Magdalena Marvell, our resident Nutritionist, discusses how exercise and a nutritionally balanced diet are key when avoiding age-related metabolic diseases.
As we age, a slow decrease in muscle mass and strength is normal, but factors such as diet and exercise play a role in determining the rate of decline. To counteract this, exercise and a nutritionally balanced diet are key in preserving muscle health and avoiding age-related metabolic diseases. What if we could accelerate the process of gaining muscle strength and save money on gym expenses?
Mitochondrial dysfunction, linked to the deterioration of skeletal muscle and sarcopenia, is a factor in ageing. As we age, our cells experience a decline in their ability to clear out damaged mitochondria through a process called mitophagy. This leads to a buildup of damaged mitochondria and an increase in reactive oxygen species, which can contribute to inflammation1.
Mitophagy is a process in which the body removes damaged or old mitochondria (small structures in cells that produce energy) to keep the cells functioning properly. Think of it like cleaning out your closet – the body is getting rid of what it no longer needs so that the cell can continue to work optimally. This process is important for maintaining good health, especially as we age.
Enhancing mitochondrial health could support better muscle health as we grow older.
Previous research has shown that long-term Urolithin consumption can increase muscle endurance in older adults.
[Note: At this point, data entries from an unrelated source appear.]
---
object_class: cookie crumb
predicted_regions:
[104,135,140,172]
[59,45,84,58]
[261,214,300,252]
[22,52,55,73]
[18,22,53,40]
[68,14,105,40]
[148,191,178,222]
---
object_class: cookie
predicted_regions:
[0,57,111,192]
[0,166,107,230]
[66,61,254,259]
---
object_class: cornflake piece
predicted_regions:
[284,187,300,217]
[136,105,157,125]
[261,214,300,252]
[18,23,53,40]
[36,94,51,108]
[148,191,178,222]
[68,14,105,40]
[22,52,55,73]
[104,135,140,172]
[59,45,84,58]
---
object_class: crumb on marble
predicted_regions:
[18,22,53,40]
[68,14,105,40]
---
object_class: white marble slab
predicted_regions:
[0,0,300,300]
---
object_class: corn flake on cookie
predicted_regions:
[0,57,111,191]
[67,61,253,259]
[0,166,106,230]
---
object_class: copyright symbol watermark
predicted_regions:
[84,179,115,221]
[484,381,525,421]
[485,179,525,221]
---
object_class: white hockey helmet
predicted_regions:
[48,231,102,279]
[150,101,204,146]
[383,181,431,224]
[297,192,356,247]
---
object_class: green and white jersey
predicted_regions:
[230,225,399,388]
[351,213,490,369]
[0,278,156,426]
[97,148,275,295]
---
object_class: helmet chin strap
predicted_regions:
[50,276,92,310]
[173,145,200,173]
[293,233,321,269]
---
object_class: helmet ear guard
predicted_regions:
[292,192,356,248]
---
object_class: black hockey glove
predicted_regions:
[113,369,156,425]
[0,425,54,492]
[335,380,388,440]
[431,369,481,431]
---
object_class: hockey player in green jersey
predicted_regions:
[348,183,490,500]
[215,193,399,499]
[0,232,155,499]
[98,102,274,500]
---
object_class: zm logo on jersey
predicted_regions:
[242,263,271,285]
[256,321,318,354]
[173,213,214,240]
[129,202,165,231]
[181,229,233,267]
The recent study by Singh et al. confirms these results in middle-aged adults. Urolithin A (UA) is a byproduct of certain plant foods, such as pomegranate, berries, and walnuts, that is produced by gut flora.
It is classified as a post-biotic. When consumed, some polyphenols are directly absorbed in the small intestine, while others are converted by digestive bacteria into other substances, some of which can be beneficial. For instance, specific types of gut bacteria can break down ellagic acid and ellagitannins into urolithins, which may enhance human health. Not everyone’s gut bacteria can efficiently convert food into urolithin A, with some producing low levels of the substance.
The study showed a connection between the levels of urolithin in urine and certain groups of gut bacteria. Further research is necessary to clarify the process by which ellagic acid and ellagitannins (polyphenols) in food turn into urolithin A.
According to research polyphenols: ellagic acid and/or ellagitannins can be found in the following dietary sources: pomegranate, strawberries, blackberries, camu-camu, walnuts, chestnuts, pistachios, pecans, brewed tea, and oaken barrel-aged wines and spirits2/3.
The selective degradation of mitochondria (the removal and recycling of dysfunctional mitochondria) by autophagy plays a crucial role in enhancing mitochondrial health.
The study by Singh at al. shows the ability of Urolithin to activate this process.
A recent study suggests that in overweight or obese, sedentary and physically unfit middle-aged adults, taking oral Urolithin at an adequate dose and for a sufficient period of time may: enhance muscle strength, boost mitophagy proteins in human skeletal muscle and various other mitochondrial indicators, improve exercise performance and aerobic capacity and be a valuable solution for individuals experiencing mitochondrial dysfunction4.